Having lived with my new Lumina Beryllium 12 Statement speakers for a couple of months now, I wanted to report back with a few observations:

First, a bit of background.  You and I have discussed how living with a particular style of system shapes how we evolve to appreciate music and evaluate gear. My early audiophile experience was with Quad ESL 57s, in college and afterward (culminating in a double-Quad / transmission sub / ribbon tweeter rig similar to the Levinson HQD).  I then went into the hifi business and sold a wide variety of gear (Vandersteen, Beveridge, Dayton-Wright, Gale, KEF, Sonab, FMI, Celestion, the list is very long) and eventually opened two shops of my own, specializing in the big Meridian digital gear.

The Quads taught me to listen for detail, timbre and ambience, and for years this shaped my listening toward acoustic instrumentation and vocals, small jazz and classical chamber pieces.  This first love never waned, as each successive step in my hifi journey opened a vista of its own, doing something the previous system couldn’t do. Unfortunately, each of those steps was frustrating, because with every step forward I felt I gave up something.  To compensate, I moved back and forth from systems of utter simplicity and purity (I still have a Wayne Picquet restored pair of ESL 57s driven by small tube mono blocks) to massive complexity and muscle (my previous rig, which you heard, was a quad-amped monster with big sub-bass units and thousands of watts into exotic drivers, and you have to admit it sounded pretty damn terrific).

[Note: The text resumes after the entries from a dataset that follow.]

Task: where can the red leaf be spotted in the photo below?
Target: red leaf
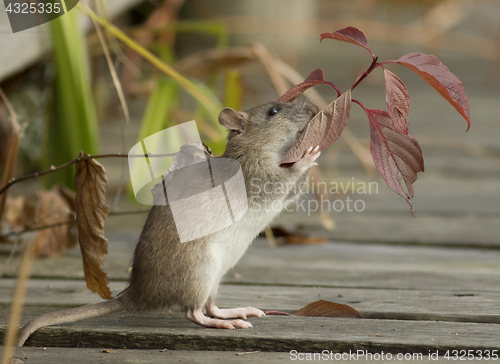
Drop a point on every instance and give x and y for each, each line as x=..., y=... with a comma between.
x=324, y=308
x=315, y=78
x=349, y=35
x=398, y=101
x=323, y=129
x=397, y=156
x=438, y=76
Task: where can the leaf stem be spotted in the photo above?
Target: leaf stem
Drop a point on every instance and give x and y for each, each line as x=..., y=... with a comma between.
x=363, y=74
x=335, y=87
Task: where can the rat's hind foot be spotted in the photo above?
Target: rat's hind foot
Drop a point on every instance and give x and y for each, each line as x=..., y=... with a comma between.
x=241, y=312
x=198, y=317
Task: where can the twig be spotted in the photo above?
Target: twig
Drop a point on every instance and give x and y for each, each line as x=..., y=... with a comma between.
x=56, y=224
x=13, y=147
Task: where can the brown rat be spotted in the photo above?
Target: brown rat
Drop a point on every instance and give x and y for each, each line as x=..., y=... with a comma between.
x=169, y=274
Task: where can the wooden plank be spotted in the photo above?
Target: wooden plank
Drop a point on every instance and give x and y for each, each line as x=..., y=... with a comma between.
x=52, y=355
x=330, y=264
x=451, y=305
x=270, y=333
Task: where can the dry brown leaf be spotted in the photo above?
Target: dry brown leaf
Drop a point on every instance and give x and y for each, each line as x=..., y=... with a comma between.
x=324, y=308
x=91, y=212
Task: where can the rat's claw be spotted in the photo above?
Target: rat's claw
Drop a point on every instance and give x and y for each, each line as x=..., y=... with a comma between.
x=307, y=160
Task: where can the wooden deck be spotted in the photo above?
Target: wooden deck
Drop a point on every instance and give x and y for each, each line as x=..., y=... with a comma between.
x=426, y=285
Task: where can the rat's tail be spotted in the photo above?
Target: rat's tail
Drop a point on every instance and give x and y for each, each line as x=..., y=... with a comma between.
x=69, y=315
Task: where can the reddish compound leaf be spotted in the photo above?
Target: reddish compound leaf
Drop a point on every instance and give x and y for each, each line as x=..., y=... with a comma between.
x=323, y=129
x=396, y=155
x=315, y=78
x=398, y=101
x=324, y=308
x=440, y=78
x=349, y=35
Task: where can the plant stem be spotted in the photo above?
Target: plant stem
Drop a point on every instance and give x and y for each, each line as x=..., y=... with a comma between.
x=79, y=158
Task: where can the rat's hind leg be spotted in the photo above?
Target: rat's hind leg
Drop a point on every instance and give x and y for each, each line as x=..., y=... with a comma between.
x=198, y=317
x=241, y=312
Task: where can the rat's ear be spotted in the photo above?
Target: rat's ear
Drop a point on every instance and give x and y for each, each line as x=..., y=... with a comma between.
x=232, y=120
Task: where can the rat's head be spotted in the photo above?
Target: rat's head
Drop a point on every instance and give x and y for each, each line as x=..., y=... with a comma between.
x=269, y=130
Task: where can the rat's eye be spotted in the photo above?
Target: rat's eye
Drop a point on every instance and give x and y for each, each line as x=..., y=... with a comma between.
x=272, y=111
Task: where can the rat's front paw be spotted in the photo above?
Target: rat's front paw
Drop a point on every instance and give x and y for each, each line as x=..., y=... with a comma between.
x=308, y=159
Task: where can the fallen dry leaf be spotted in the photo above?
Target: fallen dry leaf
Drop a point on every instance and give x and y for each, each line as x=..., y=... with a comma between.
x=91, y=212
x=324, y=308
x=44, y=209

Now, to the present.  You can search the Internet to see if I’ve ever posted anything remotely resembling what I’m about to write.  You won’t find anything, because I’m not given to this sort of “lifting veils” and “blowing away” rhetoric:

The Luminas have changed everything.  That’s something I’ve never been able to say in my 40-year progression as an audiophile and music lover.  By a wide margin, the Luminas do everything better, at both ends of the spectrum, than those specialized systems ever did, and they do everything in between gorgeously, too.  I mean spectacularly better, to the point I can comfortably say I’ve never heard a better music system.  And I’ve heard my share, including several well into the seven figures (each has had its charm, which is why I say I’ve never heard a “better” system - just some that are different).  And the Lumina setup is by leagues the most satisfying system I’ve shared space with, personally and professionally.  That may seem a preposterous claim, but I mean it.  Everything sounds spectacular.  Even - and this is a first for any system I’ve owned - lousy recordings are enjoyable.  In the past, they were the hardest to bear, but there’s something magically musical about these speakers that sprinkles fairy dust on anything they play.  

Demonstrating for friends, I typically start with something starkly acoustic, unprocessed and small.  The system is intricate, intimate, vanishingly subtle, even more so than the most delicate, detailed electrostatic.  This doesn’t prepare listeners for what I demonstrate next: its stadium-level lungs.  I’ve never heard anything so alive, dynamic and effortless playing the biggest, deepest, most powerful music without breaking a sweat.  It’s downright shocking.

I could rhapsodize about the simplicity of this system - no more complex architecture.  I could go into details about different elements of the sound - the vanishingly low distortion of the beryllium tweeters (you and I have discussed how the dirty secret of speaker specs is their very high distortion) and the ungodly slam and speed of the servo bass, coupled with the free ease of open-baffle design.  But I don’t dissect music on these speakers that way.  I think the Luminas may have finally liberated me from being an audiophile.  And for that, I can’t thank you enough.